Source codes for the paper "Local Additivity Based Data Augmentation for Semi-supervised NER"

Overview

LADA

This repo contains codes for the following paper:

Jiaao Chen*, Zhenghui Wang*, Ran Tian, Zichao Yang, Diyi Yang: Local Additivity Based Data Augmentation for Semi-supervised NER. In Proceedings of The 2020 Conference on Empirical Methods in Natural Language Processing (EMNLP'2020)

If you would like to refer to it, please cite the paper mentioned above.

Getting Started

These instructions will get you running the codes of LADA.

Requirements

  • Python 3.6 or higher
  • Pytorch >= 1.4.0
  • Pytorch_transformers (also known as transformers)
  • Pandas, Numpy, Pickle, faiss, sentence-transformers

Code Structure

├── code/
│   ├── BERT/
│   │   ├── back_translate.ipynb --> Jupyter Notebook for back translating the dataset
│   │   ├── bert_models.py --> Codes for LADA-based BERT models
│   │   ├── eval_utils.py --> Codes for evaluations
│   │   ├── knn.ipynb --> Jupyter Notebook for building the knn index file
│   │   ├── read_data.py --> Codes for data pre-processing
│   │   ├── train.py --> Codes for trianing BERT model
│   │   └── ...
│   ├── flair/
│   │   ├── train.py --> Codes for trianing flair model
│   │   ├── knn.ipynb --> Jupyter Notebook for building the knn index file
│   │   ├── flair/ --> the flair library
│   │   │   └── ...
│   │   ├── resources/
│   │   │   ├── docs/ --> flair library docs
│   │   │   ├── taggers/ --> save evaluation results for flair model
│   │   │   └── tasks/
│   │   │       └── conll_03/
│   │   │           ├── sent_id_knn_749.pkl --> knn index file
│   │   │           └── ... -> CoNLL-2003 dataset
│   │   └── ...
├── data/
│   └── conll2003/
│       ├── de.pkl -->Back translated training dataset with German as middle language
│       ├── labels.txt --> label index file
│       ├── sent_id_knn_700.pkl
│       └── ...  -> CoNLL-2003 dataset
├── eval/
│   └── conll2003/ --> save evaluation results for BERT model
└── README.md

BERT models

Downloading the data

Please download the CoNLL-2003 dataset and save under ./data/conll2003/ as train.txt, dev.txt, and test.txt.

Pre-processing the data

We utilize Fairseq to perform back translation on the training dataset. Please refer to ./code/BERT/back_translate.ipynb for details.
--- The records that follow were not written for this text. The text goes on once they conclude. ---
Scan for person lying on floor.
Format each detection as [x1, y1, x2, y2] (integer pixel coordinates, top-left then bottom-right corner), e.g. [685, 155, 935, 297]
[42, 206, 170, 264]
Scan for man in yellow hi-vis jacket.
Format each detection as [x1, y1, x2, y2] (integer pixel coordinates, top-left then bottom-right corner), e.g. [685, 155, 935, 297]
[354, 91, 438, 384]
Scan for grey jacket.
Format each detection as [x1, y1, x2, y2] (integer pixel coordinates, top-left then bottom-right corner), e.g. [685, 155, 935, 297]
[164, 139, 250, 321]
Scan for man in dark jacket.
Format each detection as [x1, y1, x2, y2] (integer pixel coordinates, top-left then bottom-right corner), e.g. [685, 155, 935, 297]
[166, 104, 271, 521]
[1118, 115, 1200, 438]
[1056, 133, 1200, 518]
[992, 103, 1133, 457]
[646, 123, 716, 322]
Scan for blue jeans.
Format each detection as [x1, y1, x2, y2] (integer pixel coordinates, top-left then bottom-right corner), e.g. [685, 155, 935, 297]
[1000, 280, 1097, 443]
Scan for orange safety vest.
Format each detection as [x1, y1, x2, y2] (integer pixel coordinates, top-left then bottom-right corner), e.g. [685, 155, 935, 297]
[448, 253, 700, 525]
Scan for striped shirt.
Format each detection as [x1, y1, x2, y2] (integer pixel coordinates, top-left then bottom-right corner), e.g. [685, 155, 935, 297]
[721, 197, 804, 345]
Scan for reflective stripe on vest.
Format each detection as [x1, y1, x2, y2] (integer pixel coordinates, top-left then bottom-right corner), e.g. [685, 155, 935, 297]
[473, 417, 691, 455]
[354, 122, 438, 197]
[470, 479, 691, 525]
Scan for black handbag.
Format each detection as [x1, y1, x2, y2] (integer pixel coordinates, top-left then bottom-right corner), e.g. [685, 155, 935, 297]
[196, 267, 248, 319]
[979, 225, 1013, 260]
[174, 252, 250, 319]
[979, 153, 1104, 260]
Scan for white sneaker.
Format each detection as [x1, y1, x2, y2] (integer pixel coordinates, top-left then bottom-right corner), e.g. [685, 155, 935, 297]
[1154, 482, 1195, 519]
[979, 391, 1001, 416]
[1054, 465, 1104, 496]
Here, we have put one example of back translated data, de.pkl, in ./data/conll2003/ . You can directly use it for CoNLL-2003 or generate your own back translated data following ./code/BERT/back_translate.ipynb.

We also provide the kNN index file for the first 700 training sentences (5%) ./data/conll2003/sent_id_knn_700.pkl. You can directly use it for CoNLL-2003 or generate your own kNN index file following ./code/BERT/knn.ipynb

Training models

These section contains instructions for training models on CoNLL-2003 using 5% training data.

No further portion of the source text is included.